I'm also very troubled by the fact that we seem not to have learned from the 1998 bombings of two of our embassies in Africa at the time when Ambassador Rice was the assistant secretary for African affairs.

Those bombings in 1998 resulted in the loss of life of 12 Americans as well as many other foreign nationals and 4,000 people were injured. What troubles me so much is the Benghazi attack in many ways echoes the attacks on those embassies in 1998 when Susan rice was head of the African region for our state department

In both cases, the ambassador begged for additional security. The ambassador to Kenya sent repeated messages to the State Department requesting a stronger facility because of the increased threat and those requests, as in the case of Benghazi, were turned down by the State Department.

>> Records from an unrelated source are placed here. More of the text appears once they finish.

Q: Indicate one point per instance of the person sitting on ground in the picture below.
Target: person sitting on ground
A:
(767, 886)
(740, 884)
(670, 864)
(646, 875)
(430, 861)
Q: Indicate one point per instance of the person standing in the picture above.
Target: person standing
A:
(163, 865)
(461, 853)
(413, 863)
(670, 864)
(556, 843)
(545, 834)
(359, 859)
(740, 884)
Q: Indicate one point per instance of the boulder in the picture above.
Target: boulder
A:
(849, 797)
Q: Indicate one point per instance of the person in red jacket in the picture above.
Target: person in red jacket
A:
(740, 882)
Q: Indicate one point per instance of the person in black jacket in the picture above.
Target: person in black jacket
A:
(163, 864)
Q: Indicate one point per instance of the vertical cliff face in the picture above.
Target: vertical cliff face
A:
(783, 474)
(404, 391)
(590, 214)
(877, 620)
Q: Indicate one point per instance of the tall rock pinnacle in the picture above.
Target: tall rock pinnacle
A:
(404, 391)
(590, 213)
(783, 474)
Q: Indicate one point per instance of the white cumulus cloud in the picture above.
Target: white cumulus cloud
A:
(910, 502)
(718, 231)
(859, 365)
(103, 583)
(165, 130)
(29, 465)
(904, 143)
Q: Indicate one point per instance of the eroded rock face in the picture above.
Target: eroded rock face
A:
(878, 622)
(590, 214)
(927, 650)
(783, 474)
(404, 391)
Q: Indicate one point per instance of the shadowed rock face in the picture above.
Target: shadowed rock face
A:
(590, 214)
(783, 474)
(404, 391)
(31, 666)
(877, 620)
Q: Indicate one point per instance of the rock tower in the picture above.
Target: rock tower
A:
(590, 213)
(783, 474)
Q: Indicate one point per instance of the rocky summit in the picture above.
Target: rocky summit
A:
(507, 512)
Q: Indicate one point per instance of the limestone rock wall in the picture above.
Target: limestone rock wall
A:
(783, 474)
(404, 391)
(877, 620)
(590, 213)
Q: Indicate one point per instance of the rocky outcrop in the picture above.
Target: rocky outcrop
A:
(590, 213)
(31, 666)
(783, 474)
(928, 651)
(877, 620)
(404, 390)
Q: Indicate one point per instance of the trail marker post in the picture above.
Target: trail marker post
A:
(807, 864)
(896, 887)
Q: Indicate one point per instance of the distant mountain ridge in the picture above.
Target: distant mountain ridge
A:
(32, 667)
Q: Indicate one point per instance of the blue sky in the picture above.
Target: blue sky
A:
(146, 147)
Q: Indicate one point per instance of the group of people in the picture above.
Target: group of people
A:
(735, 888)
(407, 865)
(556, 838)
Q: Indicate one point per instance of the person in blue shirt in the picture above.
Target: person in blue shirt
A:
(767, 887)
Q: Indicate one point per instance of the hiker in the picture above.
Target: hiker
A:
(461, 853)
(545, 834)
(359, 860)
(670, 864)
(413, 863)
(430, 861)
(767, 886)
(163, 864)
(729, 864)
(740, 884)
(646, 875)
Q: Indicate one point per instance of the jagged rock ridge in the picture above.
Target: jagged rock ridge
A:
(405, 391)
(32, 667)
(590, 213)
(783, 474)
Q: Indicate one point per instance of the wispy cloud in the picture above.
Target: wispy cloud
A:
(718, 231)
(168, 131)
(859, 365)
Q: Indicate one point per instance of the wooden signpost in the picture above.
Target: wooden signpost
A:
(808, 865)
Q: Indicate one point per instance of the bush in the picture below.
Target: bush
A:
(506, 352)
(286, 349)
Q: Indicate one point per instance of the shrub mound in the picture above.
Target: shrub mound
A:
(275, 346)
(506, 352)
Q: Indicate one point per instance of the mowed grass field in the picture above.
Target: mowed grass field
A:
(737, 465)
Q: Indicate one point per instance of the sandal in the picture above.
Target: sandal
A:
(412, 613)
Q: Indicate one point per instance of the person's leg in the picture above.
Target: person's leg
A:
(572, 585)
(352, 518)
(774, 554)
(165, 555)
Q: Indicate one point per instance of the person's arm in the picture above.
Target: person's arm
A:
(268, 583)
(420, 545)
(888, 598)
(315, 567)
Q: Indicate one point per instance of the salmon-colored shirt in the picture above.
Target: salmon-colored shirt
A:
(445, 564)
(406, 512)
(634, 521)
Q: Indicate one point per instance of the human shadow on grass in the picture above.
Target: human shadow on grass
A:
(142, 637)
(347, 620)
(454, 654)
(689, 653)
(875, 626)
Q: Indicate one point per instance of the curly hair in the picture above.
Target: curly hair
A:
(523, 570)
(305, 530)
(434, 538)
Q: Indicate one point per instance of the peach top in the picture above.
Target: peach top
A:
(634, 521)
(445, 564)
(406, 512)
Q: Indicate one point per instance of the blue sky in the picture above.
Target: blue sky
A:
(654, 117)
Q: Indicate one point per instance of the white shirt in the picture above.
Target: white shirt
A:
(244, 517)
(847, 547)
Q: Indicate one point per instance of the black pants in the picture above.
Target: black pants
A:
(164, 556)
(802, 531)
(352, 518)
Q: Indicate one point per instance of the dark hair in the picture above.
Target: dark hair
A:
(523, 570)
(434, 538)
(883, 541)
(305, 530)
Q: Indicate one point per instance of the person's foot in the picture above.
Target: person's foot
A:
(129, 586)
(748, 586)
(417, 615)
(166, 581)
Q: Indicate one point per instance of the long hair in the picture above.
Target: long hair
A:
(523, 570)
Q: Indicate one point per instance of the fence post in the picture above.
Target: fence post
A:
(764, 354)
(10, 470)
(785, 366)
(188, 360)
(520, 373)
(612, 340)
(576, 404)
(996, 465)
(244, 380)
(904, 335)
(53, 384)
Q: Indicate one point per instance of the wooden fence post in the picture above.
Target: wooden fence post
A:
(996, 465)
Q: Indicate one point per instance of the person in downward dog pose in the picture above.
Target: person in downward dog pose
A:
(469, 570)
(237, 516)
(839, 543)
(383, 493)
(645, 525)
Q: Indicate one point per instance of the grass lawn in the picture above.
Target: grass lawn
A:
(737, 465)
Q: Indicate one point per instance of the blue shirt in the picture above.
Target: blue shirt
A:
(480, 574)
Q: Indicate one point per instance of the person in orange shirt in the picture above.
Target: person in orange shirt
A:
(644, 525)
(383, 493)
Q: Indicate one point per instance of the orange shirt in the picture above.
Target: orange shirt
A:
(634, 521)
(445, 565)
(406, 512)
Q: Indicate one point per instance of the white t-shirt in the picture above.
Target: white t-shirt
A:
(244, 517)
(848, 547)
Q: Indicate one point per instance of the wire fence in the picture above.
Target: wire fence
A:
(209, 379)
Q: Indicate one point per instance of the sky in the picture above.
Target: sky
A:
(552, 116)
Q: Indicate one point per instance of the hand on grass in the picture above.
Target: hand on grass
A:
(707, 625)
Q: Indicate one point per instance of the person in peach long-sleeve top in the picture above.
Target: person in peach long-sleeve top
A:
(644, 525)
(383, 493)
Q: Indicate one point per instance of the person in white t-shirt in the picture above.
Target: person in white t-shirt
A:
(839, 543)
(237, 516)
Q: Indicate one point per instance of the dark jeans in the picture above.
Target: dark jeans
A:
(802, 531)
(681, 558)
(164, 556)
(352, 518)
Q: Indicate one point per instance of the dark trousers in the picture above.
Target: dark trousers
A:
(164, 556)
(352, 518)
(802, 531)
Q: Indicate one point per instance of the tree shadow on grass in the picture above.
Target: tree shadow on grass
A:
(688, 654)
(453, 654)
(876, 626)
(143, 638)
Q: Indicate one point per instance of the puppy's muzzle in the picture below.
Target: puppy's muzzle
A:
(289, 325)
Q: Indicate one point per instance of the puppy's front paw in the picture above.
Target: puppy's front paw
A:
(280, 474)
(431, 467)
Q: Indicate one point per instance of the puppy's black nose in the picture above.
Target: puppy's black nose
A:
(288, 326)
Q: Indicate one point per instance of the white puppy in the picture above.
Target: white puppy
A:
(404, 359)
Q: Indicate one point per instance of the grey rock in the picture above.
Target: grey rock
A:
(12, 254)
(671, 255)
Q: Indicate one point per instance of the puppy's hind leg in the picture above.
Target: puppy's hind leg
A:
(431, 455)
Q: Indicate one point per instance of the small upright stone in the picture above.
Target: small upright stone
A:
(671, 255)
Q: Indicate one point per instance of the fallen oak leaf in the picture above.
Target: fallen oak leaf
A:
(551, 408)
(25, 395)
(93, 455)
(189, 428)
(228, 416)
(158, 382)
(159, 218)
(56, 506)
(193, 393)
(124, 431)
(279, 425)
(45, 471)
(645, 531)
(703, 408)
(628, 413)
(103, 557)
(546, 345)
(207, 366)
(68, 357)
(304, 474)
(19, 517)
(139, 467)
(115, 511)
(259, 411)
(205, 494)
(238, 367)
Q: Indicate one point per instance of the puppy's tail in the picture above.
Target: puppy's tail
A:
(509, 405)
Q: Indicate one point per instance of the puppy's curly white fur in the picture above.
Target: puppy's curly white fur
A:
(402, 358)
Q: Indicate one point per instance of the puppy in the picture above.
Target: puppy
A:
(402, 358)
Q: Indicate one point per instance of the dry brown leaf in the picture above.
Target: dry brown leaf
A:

I asked Ambassador Rice what her role was. She said that she would have to refresh her memory, but that she was not involved directly in turning down the request but surely, given her position as assistant secretary for African affairs, she had to be aware of the general threat assessment and of the ambassador's repeated requests for more security.

Ambassador Rice said near the beginning of our session that she felt the real issue here was the protection of our people and our facilities and I agree. And that's why her actions and whether lessons were learned from the 1998 attacks on our assemblies -- on our embassies in Africa are important questions and I have asked for additional information there.

Another eerie echo is that this administration has pointed out repeatedly there was not a specific warning of a specific attack on Benghazi. Instead, there was just an increased level of the threat in the region.

Once again, in 1998, when you read the Accountability Review Board report, they say that Washington and headquarters underestimated the threat to our people in Africa.